My little sister cries every Christmas because of Santa Claus. He doesn’t tiptoe into her room and stab her with icicles from the North Pole, but he does scare the shit out of her. That’s not true. She only woke up Christmas morning with a steaming present in her panties once, and I think the snickerdoodles my mama made were the cause. I ate them too, and let me tell you… no. Forget it. This is about my little sister and why Santa Claus makes her cry, not about me and how every year I have to spend the Christmas money I extort my relatives of on new bedspreads and sometimes — if I take a few Christmas Eve bong hits that lead to a few extra snickerdoodles — on a new mattress as well.
My little sister was eight years old when she started crying on Christmas. Before turning eight she was living in a Chinese orphanage run by communists who sapped and impurified her precious bodily fluids so she couldn’t cry. Even if she could cry she wouldn’t because she didn’t know about Christmas. I didn’t know about Christmas either — a birthday party for a pederast who bowls in a purple jumpsuit? — but I did know about Santa Claus and when my little sister arrived I told her all I knew:
I couldn’t speak Mandarin and she couldn’t speak skateboard slang, so I drew a picture of an obese man, made crawling motions and pointed to the fireplace, did my best “Ho Ho Ho” while chugging milk and shoving cookies down my throat, and then took her to Paranormal Activity to illustrate how he watches us sleep. She started crying immediately.
And then I started crying. Actually, I cry the entire Christmas season. It always starts on Black Friday, the day after Thanksgiving. I think it’s from the hormones inside the turkey. They make me more womanlike — more insightful and compassionate. Then I watch recent immigrants spend their slave wages on TVs that tell them what to buy next and fat American children gouge their faces with pastries in warm cafes while homeless old men rot in cold gutters. And I cry. I cry at the capitalistic orgy that is the Christmas season.
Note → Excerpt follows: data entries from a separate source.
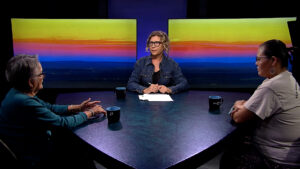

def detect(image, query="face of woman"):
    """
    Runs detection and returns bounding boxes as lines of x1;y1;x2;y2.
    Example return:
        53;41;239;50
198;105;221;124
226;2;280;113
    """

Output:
32;63;45;93
255;47;272;78
149;36;164;56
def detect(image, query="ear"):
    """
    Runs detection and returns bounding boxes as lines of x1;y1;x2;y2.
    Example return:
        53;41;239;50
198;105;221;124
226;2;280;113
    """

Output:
271;56;279;66
28;78;34;89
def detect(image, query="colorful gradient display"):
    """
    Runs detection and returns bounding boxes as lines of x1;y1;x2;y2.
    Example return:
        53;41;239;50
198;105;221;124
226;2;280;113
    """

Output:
12;19;136;62
169;17;296;88
11;19;137;88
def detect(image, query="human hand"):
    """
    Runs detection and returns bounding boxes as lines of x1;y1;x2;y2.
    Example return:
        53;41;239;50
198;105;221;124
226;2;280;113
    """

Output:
230;100;246;117
85;105;107;118
143;84;158;94
158;85;172;93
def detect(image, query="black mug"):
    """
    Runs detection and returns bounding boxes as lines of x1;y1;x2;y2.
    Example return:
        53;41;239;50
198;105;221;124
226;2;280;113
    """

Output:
208;96;223;110
115;87;126;99
106;106;121;124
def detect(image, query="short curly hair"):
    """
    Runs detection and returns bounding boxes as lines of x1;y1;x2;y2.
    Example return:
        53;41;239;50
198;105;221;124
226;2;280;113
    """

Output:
146;31;170;56
5;54;40;92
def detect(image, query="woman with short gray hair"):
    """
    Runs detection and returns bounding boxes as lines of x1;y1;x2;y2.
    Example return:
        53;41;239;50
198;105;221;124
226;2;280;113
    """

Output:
0;55;106;168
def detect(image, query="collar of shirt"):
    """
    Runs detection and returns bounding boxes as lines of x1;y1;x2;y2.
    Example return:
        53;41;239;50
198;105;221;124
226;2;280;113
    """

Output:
146;54;167;66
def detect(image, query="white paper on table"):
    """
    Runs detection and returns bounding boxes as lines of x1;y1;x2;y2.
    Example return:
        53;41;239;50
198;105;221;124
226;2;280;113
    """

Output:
139;94;173;102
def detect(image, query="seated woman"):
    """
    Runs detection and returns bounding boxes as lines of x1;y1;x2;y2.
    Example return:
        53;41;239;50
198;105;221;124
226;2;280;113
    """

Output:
127;31;188;94
220;40;300;169
0;55;106;168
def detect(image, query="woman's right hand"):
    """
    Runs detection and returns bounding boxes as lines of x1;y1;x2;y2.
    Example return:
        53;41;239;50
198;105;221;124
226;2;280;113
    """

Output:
143;84;158;94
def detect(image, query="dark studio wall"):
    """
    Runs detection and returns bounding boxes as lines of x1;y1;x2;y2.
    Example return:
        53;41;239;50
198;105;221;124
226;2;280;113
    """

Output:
0;0;299;102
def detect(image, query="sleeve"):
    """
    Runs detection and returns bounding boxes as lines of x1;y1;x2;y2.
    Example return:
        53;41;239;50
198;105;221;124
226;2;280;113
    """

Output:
36;98;68;115
169;62;189;94
244;87;281;120
127;60;146;93
25;98;87;128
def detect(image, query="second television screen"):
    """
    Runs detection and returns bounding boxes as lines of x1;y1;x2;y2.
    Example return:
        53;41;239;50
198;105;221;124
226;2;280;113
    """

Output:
11;18;136;88
169;17;296;88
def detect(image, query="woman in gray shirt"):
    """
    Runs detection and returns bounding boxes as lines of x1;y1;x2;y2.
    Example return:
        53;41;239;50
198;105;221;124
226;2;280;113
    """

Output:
221;40;300;169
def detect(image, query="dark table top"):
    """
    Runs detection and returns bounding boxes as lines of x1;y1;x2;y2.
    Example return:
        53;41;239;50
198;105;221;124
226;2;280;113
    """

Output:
56;91;250;169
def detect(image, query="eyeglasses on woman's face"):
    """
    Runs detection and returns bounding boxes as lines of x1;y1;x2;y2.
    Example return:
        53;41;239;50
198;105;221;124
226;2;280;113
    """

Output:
255;56;268;62
32;72;46;78
149;41;162;47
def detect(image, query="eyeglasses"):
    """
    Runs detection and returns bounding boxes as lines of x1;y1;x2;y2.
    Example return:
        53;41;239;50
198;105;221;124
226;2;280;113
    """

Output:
33;72;46;78
149;41;162;47
256;56;268;62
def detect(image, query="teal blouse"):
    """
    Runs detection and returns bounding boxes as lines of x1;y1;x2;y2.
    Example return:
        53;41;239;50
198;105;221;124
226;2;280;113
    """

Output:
0;88;87;165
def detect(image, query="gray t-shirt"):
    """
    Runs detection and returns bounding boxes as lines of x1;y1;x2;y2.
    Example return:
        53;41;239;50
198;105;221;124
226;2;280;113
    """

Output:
244;71;300;166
Then, after drinking some eggnog and rum, I get all warm inside and sing Christmas carols.
— Christopher Forsley
I know my instincts well and ignore them like I ignore mother’s advice. Mother tells me I need nothing, that everything can be found within my own person, as if I were one large overcoat with 30,000 unchecked pockets. Sometimes this is true. The things I do not know I know. The punch to the stomach I gave the first strange man whose hand wandered a little too close to my lady parts in a dark movie theater, for example, was like finding $10 unexpectedly. Sometimes you just know what to do. You don’t need to ask. But what to do when you check your pockets and come up with nothing?
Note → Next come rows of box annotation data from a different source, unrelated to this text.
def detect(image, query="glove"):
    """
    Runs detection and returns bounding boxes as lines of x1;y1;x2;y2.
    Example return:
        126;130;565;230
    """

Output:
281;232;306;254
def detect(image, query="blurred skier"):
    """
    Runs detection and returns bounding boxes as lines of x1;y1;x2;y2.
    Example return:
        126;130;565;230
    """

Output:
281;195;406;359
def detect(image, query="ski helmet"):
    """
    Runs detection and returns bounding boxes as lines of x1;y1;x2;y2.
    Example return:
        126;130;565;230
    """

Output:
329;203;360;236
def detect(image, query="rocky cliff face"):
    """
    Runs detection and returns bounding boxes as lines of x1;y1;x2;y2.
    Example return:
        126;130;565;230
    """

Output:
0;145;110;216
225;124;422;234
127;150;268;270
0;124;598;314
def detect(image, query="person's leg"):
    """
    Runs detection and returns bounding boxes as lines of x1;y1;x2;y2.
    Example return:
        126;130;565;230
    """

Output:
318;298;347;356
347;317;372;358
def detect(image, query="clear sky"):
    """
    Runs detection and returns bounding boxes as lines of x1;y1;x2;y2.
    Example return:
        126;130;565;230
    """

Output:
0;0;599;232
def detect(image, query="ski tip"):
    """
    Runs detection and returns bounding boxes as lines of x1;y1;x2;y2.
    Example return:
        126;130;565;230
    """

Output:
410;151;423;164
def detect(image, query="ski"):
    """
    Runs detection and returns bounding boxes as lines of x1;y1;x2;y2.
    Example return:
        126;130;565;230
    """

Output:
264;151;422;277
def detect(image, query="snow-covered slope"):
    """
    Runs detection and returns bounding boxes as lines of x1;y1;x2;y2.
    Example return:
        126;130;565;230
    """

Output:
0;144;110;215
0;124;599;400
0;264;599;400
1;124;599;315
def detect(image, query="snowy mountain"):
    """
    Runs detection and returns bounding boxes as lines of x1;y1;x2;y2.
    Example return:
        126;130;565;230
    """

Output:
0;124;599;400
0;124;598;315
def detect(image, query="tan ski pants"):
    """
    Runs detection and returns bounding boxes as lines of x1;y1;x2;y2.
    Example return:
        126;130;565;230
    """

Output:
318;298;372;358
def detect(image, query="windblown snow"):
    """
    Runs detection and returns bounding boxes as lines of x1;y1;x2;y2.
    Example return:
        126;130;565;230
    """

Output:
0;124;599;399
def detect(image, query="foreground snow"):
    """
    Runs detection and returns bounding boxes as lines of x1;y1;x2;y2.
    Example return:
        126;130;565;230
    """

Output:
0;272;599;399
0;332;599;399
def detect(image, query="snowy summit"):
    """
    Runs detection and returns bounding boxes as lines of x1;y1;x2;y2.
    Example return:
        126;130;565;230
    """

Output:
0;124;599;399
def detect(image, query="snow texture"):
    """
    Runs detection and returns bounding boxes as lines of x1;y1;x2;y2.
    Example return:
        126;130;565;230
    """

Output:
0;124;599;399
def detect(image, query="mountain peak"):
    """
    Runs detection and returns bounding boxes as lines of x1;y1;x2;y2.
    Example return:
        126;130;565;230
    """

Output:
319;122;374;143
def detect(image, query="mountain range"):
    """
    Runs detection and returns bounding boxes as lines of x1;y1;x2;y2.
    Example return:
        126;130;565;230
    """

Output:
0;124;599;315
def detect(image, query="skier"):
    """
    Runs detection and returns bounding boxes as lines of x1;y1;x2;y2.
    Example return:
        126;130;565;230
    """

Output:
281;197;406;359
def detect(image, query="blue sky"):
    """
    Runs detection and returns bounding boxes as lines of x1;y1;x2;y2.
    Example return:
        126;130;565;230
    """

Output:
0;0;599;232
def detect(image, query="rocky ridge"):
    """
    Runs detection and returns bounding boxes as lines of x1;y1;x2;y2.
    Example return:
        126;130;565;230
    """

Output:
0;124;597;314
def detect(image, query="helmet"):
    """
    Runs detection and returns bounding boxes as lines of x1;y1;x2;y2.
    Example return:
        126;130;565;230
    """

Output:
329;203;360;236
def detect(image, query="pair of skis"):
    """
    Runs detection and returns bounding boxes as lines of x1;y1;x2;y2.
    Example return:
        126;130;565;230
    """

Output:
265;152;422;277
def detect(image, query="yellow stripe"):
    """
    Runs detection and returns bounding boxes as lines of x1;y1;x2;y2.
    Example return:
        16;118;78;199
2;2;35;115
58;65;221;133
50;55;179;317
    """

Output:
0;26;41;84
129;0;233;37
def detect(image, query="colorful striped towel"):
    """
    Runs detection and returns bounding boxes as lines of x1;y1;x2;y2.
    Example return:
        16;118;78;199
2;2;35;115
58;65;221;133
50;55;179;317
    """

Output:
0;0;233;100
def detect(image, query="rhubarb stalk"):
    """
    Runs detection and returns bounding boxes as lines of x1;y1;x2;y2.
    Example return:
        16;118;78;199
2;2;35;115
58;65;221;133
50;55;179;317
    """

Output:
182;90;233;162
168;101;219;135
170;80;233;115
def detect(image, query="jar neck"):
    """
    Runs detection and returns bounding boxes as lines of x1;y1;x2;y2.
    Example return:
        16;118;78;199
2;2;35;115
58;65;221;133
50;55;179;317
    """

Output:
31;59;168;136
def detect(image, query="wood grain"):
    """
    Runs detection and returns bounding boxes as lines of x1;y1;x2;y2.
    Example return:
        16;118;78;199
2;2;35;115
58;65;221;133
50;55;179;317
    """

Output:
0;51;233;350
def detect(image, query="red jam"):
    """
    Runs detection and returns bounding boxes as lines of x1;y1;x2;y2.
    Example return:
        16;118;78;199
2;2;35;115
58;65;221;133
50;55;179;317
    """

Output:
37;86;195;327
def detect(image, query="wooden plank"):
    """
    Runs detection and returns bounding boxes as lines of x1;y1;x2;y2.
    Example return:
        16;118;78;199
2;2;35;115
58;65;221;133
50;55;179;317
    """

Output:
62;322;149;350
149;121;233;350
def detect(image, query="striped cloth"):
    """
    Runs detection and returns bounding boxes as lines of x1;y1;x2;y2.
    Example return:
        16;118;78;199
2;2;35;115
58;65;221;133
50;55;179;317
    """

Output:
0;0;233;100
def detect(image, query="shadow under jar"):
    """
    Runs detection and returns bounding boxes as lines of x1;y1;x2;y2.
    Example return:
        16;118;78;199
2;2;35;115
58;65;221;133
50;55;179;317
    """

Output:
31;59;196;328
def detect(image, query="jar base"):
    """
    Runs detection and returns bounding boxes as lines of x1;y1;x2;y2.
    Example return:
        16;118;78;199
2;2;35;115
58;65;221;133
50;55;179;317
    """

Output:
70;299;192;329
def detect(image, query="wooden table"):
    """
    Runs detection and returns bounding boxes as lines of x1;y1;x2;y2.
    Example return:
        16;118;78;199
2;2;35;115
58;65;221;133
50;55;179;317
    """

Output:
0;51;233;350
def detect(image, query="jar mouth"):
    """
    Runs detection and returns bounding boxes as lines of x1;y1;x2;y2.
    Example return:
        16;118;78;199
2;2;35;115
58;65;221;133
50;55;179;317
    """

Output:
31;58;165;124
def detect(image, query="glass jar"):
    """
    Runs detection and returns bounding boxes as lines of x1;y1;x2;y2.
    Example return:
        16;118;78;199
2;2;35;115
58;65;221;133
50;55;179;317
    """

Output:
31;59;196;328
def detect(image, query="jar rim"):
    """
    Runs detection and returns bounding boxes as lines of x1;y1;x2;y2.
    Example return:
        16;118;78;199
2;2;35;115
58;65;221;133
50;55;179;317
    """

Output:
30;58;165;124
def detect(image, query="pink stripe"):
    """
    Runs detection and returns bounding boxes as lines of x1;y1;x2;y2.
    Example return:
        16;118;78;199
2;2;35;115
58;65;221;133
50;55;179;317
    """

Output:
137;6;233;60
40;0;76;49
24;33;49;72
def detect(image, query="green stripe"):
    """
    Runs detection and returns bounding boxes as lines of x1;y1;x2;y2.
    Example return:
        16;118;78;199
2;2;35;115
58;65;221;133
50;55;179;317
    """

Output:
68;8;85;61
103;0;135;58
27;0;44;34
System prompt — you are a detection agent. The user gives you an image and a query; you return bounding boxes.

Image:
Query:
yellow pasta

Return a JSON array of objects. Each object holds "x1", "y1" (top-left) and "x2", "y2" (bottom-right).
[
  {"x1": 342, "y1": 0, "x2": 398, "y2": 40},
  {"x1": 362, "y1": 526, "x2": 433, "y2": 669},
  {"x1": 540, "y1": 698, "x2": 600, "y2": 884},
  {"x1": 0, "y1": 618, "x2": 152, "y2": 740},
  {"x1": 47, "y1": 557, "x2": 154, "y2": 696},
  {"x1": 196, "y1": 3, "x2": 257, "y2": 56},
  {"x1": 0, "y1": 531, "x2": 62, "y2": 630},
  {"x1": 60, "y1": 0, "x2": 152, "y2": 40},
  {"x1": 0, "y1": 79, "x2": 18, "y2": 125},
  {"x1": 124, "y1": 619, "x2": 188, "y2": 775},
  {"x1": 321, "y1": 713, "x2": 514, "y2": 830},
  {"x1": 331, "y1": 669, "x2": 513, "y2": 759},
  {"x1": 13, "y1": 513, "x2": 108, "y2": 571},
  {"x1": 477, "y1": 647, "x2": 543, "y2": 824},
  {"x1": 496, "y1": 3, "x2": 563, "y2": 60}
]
“Let your needs tunnel through you, let them hollow you out so you become lighter,” my mother says. “You ask for nothing. When someone offers you something, you should refuse three times before accepting”. My mother and I are chopping wood in preparation for the coming winter. Daddy is busy tinkering with the oily heater in the basement. I want to ask my mother why they are still married, how she can believe in marriage at all. Instead, I ask why Daddy shuts the hot water and heat in our house during the coldest months, when it is nicest to take a bath. Why we are the only family in the suburbs of Philadelphia who chops firewood out of necessity, rather than to make their holidays feel more authentic. “Because your father is a sadistic tightwad who has his family suffer for the sake of his art, that’s why”. Tightwad. The word makes me feel the phlegm gather at the wayback of my throat and I lean forward to spit a long delicate strand into the leaves.The underground feminine position, that old chestnut. The slow horror of seeing that what you need lies in someone else’s hands. And here it is much too late, as you find you are buried in mud, though only moments ago you believed yourself to be weightless.
— Ella Boureau
My uncle and I were wrestle-fighting* in an alley the day before I left Seattle. The scene was a spectacle, an argument about lifestyles that turned physical. This had happened in the past when, after a Christmas party at my house, he interrupted my drug-free sleep with a bag of cocaine, depressed and insistent upon sharing.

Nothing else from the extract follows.